Grads leave lasting legacy: Integrated prom

(CNN) -- On Saturday, 68 seniors will graduate from Wilcox County High School in South Georgia, leaving behind a legacy that could last long after they’ve said their goodbyes: Next year, for the first time, their high school will host a prom.
It’s a new tradition in their small rural community, one they hope will eliminate their county’s custom of private, racially segregated proms.
A small group from 2013’s senior class sparked the idea of an integrated prom this year, bucking 40 years of high school tradition.
    When their county’s racially segregated schools combined in the early 1970s, the school called off its homecoming dance and prom; it was a volatile time at the newly integrated school, alumni said, and parents and school leaders were wary of black and white students attending the same dance. Like in many other Southern communities, Wilcox County students and parents stepped in to plan private, off-site parties, complete with formal gowns, tuxedos, DJs and décor.
    But long after outward racial tension died down, the private, segregated parties in Wilcox County remained -- a quiet reminder of racism, students said.
    "If we're all together and we love each other the way we say we do, then there are no issues,"  integrated prom organizer and Wilcox County senior Mareshia Rucker said during the dance in April. "This is something that should have happened a long time ago."

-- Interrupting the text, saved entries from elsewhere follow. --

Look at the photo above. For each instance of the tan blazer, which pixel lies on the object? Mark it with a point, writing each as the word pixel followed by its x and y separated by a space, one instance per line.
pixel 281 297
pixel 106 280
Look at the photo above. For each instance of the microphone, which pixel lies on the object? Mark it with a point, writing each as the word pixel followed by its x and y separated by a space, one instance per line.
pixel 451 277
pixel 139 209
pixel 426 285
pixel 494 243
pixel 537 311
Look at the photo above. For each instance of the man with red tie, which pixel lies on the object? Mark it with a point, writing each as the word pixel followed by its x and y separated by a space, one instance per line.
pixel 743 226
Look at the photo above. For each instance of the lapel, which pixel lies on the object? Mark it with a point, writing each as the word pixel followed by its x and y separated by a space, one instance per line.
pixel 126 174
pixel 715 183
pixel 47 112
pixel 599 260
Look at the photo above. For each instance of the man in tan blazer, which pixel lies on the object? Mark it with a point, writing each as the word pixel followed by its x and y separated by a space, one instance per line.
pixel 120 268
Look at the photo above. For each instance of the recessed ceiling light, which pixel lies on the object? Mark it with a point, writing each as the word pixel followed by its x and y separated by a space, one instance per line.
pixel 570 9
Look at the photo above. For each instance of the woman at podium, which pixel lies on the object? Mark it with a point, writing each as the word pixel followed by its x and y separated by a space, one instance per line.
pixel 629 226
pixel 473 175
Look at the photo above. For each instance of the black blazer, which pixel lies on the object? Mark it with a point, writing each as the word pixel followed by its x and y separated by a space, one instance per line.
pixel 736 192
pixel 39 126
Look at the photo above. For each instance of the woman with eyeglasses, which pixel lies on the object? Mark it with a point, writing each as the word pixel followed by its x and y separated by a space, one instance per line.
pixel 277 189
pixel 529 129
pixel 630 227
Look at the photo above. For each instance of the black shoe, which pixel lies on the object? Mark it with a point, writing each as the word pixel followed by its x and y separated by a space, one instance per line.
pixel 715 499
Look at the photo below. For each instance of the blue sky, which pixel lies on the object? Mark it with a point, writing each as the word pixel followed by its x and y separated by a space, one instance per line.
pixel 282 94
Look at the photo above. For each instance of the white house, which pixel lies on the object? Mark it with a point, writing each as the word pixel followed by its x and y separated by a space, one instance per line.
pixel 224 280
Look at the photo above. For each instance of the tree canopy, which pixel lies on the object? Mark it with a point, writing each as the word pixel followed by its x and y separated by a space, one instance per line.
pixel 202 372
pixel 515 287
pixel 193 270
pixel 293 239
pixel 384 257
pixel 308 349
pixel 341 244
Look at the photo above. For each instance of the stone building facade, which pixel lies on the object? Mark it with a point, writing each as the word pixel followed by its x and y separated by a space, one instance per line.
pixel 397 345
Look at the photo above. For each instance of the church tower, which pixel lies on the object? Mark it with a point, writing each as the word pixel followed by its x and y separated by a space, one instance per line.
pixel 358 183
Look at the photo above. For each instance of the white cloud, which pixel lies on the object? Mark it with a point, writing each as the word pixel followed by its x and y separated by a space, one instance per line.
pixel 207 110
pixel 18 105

    Their campaign drew international media attention and an outpouring of online support and donations of money, prom dresses and DJ services. It also drew some criticism from students and parents who liked the old tradition, and community members who worried about the negative light cast on their small town.

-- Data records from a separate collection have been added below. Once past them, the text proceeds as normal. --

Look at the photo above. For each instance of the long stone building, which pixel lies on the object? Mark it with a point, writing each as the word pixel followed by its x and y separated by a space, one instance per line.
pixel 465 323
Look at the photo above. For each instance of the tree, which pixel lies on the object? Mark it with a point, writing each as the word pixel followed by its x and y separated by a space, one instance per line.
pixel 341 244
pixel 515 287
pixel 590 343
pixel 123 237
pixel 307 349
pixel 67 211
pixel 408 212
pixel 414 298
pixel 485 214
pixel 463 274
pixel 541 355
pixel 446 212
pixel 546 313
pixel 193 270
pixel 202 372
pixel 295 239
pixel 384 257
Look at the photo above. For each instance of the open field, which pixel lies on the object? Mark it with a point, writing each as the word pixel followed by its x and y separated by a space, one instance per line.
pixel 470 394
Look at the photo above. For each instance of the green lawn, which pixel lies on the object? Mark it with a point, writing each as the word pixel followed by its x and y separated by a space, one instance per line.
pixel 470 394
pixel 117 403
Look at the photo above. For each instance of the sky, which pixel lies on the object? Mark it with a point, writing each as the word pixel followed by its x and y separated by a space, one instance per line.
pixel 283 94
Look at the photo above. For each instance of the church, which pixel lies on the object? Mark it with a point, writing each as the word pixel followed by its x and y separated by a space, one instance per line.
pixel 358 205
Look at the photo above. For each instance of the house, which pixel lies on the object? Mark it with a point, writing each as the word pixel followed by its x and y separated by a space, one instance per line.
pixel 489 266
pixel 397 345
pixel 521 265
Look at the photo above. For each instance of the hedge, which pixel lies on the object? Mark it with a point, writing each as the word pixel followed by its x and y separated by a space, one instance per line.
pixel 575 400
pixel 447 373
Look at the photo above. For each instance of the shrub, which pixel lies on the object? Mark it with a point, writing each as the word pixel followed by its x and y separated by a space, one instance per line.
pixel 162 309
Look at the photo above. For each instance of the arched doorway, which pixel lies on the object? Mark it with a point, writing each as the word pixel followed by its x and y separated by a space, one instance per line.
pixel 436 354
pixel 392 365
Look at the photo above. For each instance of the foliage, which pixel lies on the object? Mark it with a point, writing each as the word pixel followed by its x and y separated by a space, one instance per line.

    Regardless of the ups and downs, students said, they would have preferred an official school prom instead of a private, integrated event off-campus.
    Next year, it’s happening.
    Superintendent Steve Smith said Friday that the high school’s leadership team polled rising juniors and seniors, and found that most favored an official school prom. Many who voted against it said they were fine with a racially integrated dance, Smith said, but they didn’t like that school rules would apply, unlike at private parties.

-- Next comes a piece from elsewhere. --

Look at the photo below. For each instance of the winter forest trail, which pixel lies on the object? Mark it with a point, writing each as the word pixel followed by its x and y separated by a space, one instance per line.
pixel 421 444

    A diverse group of students will lead the prom planning next school year, Smith said, and they’ll remain responsible for deciding a theme, decorations and entertainment.
    They’ll also be responsible for raising money, just as they did for the private proms; the school will not pay for the dance.
    “That’ll be a great experience for our students to work together toward a common goal,” he said.
    Smith expects the first prom to be held in the high school gym. It’s not air-conditioned, he said, but it’s large enough to fit all the students and easier to enforce school rules there. It makes a statement, he said: Wilcox County High School’s prom is for everyone.
    “It helps build school pride a bit,” he said.
    The reaction has been positive, Smith said. He applauds students who organized an integrated prom this year and the faculty who signed on to a start a new prom tradition in 2014.
    “I think everybody knew what the right answer was. People just like to hold on to traditions sometimes,” he said.
    There are no plans to hold a school-sponsored homecoming dance in the fall, Smith said, although he’s open to discussing it.
    Hosting a school prom won’t necessarily make racially segregated private proms go away, Smith said; in several other communities that began hosting school proms in recent years, parents and students still planned private, segregated events outside of school.
    But Smith said he wants the old tradition to fade – and for Wilcox County educators and students get back to the business of teaching, learning and graduating.
      “I think you’ll find these other parties die a slow death,” he said. “I hope that happens.”